[Tutor] string to binary and back... Python 3

Thu Jul 19 12:52:25 CEST 2012

I'll preface my response by saying that I know/understand fairly little about
it, but since I've recently been smacked by this same issue when converting
stuff to Python3, I'll see if I can explain it in a way that makes sense.

On Wed, 18 Jul 2012, Jordan wrote:

> OK so I have been trying for a couple days now and I am throwing in the
> towel, Python 3 wins this one.
> I want to convert a string to binary and back again like in this
> question: Stack Overflow: Convert Binary to ASCII and vice versa
> (Python)
> <http://stackoverflow.com/questions/7396849/convert-binary-to-ascii-and-vice-versa-python>
> But in Python 3 I consistently get  some sort of error relating to the
> fact that nothing but bytes and bytearrays support the buffer interface
> or I get an overflow error because something is too large to be
> converted to bytes.
> Please help me and then explian what I am not getting that is new in
> Python 3. I would like to point out I realize that binary, hex, and
> encodings are all a very complex subject and so I do not expect to
> master it but I do hope that I can gain a deeper insight. Thank you all.

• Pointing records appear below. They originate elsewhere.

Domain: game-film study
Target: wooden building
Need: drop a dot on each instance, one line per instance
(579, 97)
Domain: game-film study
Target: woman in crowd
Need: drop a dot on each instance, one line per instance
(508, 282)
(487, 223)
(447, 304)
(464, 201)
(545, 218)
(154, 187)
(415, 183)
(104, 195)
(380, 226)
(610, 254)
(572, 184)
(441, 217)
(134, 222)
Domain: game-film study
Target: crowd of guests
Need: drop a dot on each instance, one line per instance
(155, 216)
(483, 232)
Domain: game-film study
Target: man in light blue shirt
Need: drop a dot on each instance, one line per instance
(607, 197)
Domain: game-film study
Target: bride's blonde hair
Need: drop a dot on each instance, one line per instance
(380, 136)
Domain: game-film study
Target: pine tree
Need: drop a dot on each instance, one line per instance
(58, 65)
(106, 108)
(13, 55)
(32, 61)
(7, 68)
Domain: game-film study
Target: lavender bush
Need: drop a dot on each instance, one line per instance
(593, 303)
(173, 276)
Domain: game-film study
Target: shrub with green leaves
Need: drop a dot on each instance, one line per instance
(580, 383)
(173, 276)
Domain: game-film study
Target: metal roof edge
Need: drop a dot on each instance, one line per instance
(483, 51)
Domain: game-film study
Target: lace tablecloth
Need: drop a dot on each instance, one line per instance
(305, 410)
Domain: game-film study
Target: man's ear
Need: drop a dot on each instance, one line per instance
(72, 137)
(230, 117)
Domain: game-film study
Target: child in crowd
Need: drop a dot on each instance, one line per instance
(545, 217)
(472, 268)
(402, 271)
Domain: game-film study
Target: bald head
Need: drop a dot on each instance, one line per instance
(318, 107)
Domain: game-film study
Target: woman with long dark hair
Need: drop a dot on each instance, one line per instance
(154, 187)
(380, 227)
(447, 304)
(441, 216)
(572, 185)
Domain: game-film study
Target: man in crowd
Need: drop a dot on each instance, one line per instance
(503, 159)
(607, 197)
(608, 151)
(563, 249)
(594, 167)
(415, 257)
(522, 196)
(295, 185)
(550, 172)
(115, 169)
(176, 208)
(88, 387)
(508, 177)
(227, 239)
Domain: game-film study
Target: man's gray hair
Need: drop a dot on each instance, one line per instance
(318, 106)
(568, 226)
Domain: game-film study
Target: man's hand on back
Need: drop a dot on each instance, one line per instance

The way I've read it - stop thinking about strings as if they are text. The
biggest reason that all this has changed is because Python has grown up and
entered the world where Unicode actually matters. To us poor shmucks in the
English speaking countries of the world it's all very confusing becaust it's
nothing we have to deal with. 26 letters is perfectly fine for us - and if we
want uppercase we'll just throw another 26. Add a few dozen puncuation marks
and 256 is a perfectly fine amount of characters.

To make a slightly relevant side trip, when you were a kid did you ever send
"secret" messages to a friend with a code like this?

A = 1
B = 2
.
.
.
Z = 26

Well, that's basically what is going on when it comes to bytes/text/whatever.
When you input some text, Python3 believes that whatever you wrote was encoded
with Unicode. The nice thing for us 26-letter folks is that the ASCII alphabet
we're so used to just so happens to map quite well to Unicode encodings - so
'A' in ASCII is the same number as 'A' in utf-8.

Now, here's the part that I had to (and still need to) wrap my mind around - if
the string is "just bytes" then it doesn't really matter what the string is
supposed to represent. It could represent the LATIN-1 character set. Or
UTF-8, -16, or some other weird encoding. And all the operations that are
supposed to modify these strings of bytes (e.g. removing spaces, splitting on a
certain "character", etc.) still work. Because if I have this string:

9 45 12 9 13 19 18 9 12 99 102

and I tell you to split on the 9's, it doesn't matter if that's some weird
ASCII character, or some equally weird UTF character, or something else
entirely. And I don't have to worry about things getting munged up when I try
to stick Unicode and ASCII values together - because they're converted to bytes
first.

So the question is, of course, if it's all bytes, then why does it look like
text when I print it out? Well, that's because Python converts that byte stream
to Unicode text when it's printed. Or ASCII, if you tell it to.

But Python3 has converted all(?) of those functions that used to operate on
text and made them operate on byte streams instead. Except for the ones that
operate on text ;)

Well, I hope that's of some use and isn't too much of a lie - like I said, I'm
still trying to wrap my head around things and I've found that explaining (or
trying to explain) to someone else is often the best way to work out the idea
in your own head. If I've gone too far astray I'm sure the other helpful folks
here will correct me :)

HTH,
Wayne